Latent Demand Is Your AI Roadmap

TL;DR
- The strongest product signals come from watching users misuse your product to do something it wasn't designed for
- This principle applies doubly to AI products, where the model itself exhibits latent demand by trying to use tools in ways you didn't anticipate
- I built three products at Cotality by spotting latent demand in user behaviour long before any roadmap committee identified the opportunity
The best products aren't invented. They're extracted from behaviour that already exists.
Facebook Marketplace started because 40% of posts in Facebook Groups were people buying and selling things. Nobody at Facebook designed Groups for commerce. Users figured it out because the tool was close enough to what they needed. The gap between "close enough" and "purpose-built" was Marketplace, one of the most successful product launches in Facebook's history.

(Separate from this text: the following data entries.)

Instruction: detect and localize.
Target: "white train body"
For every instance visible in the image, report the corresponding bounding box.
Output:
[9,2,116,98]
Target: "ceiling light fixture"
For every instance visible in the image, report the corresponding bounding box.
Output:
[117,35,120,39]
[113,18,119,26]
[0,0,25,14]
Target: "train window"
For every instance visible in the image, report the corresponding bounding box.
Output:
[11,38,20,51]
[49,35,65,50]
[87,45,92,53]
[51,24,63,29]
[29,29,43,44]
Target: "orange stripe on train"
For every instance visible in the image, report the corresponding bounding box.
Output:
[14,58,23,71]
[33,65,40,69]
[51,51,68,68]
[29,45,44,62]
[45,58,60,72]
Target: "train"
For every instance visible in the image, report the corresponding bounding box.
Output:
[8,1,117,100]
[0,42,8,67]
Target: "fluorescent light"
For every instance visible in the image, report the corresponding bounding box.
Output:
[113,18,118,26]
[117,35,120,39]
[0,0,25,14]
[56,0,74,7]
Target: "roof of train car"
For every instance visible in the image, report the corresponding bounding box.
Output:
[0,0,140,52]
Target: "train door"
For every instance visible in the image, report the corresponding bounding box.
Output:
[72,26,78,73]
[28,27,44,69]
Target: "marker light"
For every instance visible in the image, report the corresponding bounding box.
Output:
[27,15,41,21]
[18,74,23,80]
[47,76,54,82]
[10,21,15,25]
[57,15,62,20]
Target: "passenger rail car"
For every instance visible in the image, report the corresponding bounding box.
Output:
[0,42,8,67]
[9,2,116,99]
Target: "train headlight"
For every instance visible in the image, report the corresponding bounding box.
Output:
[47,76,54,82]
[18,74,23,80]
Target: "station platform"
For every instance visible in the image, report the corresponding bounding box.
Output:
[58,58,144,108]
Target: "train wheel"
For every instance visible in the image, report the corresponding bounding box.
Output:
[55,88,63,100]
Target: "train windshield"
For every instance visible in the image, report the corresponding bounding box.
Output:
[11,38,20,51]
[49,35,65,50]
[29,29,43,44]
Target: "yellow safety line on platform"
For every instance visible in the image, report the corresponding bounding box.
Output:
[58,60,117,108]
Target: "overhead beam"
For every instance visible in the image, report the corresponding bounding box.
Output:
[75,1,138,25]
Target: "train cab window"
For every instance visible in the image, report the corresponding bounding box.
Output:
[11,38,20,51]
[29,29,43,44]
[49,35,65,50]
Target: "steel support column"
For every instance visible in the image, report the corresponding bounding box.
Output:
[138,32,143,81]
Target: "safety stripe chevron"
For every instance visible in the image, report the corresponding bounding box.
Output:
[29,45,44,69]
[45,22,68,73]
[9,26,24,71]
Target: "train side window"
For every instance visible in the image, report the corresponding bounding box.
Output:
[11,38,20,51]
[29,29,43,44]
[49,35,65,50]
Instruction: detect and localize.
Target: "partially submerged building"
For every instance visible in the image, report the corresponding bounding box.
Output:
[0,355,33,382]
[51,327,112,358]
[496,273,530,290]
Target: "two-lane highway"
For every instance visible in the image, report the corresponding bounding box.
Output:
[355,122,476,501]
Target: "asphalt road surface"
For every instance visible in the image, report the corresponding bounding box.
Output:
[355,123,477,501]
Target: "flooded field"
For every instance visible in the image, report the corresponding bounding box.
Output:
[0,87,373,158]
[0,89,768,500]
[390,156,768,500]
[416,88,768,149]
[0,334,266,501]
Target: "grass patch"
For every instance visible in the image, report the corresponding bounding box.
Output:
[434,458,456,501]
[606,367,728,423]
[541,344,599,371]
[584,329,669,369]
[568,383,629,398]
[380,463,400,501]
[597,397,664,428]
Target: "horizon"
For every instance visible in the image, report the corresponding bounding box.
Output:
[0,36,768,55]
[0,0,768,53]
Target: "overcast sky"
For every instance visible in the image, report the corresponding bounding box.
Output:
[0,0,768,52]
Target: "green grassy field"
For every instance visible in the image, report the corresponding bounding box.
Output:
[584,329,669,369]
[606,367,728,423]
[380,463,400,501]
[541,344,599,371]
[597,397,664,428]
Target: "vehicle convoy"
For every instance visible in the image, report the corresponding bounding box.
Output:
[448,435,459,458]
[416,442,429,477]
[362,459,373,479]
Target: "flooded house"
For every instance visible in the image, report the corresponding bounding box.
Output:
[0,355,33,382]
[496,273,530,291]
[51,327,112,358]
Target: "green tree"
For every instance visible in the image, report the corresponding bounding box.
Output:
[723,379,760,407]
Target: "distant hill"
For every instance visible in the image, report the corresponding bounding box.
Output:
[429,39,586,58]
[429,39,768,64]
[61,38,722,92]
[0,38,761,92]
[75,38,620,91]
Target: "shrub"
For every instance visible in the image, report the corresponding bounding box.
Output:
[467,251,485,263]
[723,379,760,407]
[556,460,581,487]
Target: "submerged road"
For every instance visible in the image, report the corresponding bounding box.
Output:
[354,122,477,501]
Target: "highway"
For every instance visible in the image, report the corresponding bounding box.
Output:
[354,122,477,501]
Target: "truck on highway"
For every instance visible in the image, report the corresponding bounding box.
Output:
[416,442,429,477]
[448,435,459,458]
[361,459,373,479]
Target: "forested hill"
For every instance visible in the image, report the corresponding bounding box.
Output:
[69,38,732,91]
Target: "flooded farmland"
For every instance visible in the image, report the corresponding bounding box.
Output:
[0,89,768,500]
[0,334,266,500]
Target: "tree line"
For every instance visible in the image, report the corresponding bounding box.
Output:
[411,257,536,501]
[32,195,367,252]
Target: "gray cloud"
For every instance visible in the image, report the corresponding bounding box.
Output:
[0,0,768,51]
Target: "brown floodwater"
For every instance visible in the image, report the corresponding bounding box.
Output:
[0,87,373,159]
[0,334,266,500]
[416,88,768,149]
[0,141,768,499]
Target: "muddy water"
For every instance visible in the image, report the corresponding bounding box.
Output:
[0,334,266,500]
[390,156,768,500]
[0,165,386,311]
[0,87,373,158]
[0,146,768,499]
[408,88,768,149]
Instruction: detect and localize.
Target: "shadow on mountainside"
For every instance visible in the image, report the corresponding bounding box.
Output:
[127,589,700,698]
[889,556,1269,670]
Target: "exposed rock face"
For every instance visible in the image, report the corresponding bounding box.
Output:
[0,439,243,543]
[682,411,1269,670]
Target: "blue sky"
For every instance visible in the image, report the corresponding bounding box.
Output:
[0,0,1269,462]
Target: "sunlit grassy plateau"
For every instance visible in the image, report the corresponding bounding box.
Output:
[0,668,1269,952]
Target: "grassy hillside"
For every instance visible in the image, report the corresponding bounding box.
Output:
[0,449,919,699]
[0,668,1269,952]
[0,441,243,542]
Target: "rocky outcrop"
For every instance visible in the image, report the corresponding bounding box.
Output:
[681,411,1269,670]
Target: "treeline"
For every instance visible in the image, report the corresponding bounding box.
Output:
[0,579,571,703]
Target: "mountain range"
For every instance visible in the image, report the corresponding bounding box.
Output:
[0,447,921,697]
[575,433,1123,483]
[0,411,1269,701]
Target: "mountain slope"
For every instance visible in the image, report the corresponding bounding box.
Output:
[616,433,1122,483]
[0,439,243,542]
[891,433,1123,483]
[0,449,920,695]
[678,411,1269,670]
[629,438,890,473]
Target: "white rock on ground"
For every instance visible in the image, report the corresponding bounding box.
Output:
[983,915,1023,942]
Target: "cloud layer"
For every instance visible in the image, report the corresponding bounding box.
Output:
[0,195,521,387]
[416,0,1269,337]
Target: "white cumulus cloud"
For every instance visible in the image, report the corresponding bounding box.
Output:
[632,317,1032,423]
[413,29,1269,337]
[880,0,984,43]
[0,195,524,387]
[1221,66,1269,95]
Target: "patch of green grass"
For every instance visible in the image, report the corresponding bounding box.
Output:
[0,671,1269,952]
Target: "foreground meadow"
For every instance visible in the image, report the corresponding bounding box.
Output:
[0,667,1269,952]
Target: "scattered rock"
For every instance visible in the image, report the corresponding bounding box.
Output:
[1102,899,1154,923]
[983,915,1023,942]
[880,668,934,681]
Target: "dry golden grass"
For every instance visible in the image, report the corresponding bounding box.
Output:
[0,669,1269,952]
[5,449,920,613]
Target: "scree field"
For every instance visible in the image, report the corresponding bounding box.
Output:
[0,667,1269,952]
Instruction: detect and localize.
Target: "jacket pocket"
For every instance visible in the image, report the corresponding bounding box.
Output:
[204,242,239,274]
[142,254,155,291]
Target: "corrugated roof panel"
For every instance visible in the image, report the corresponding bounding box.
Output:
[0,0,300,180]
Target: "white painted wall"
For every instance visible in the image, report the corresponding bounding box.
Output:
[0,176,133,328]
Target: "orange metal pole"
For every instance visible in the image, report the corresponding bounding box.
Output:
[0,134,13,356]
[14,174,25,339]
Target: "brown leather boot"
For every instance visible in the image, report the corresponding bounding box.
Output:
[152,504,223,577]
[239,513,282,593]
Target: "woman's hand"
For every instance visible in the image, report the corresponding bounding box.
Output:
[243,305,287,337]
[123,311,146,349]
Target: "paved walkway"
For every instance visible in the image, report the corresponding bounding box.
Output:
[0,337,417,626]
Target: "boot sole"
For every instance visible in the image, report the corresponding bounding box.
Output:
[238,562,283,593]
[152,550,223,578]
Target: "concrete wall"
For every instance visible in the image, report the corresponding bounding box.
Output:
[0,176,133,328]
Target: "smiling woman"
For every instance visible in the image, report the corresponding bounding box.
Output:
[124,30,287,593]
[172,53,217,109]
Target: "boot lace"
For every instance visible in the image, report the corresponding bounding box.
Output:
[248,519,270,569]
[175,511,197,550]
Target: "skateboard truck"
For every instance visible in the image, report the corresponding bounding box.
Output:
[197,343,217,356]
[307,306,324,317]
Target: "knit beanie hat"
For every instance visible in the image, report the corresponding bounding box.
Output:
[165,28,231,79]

This is latent demand: users bending a product toward a use case it wasn't designed for, because the underlying need is strong enough to tolerate the friction.
For AI products, latent demand is the single most reliable signal for what to build next.
The pattern at Cotality
I saw this pattern three times across a portfolio of eight products, and each time it produced a product that outperformed anything generated by a planning process.
OnTheHouse and the give-to-get funnel. OnTheHouse was a free consumer property portal. We built it for brand awareness and SEO. What we observed was that consumers weren't just browsing. They were using the free property reports as ammunition for conversations with real estate agents. They'd walk into an agent's office with a printed OnTheHouse report and use our data to negotiate. The agents noticed. They started asking us: can we get the same data, but formatted for our use case?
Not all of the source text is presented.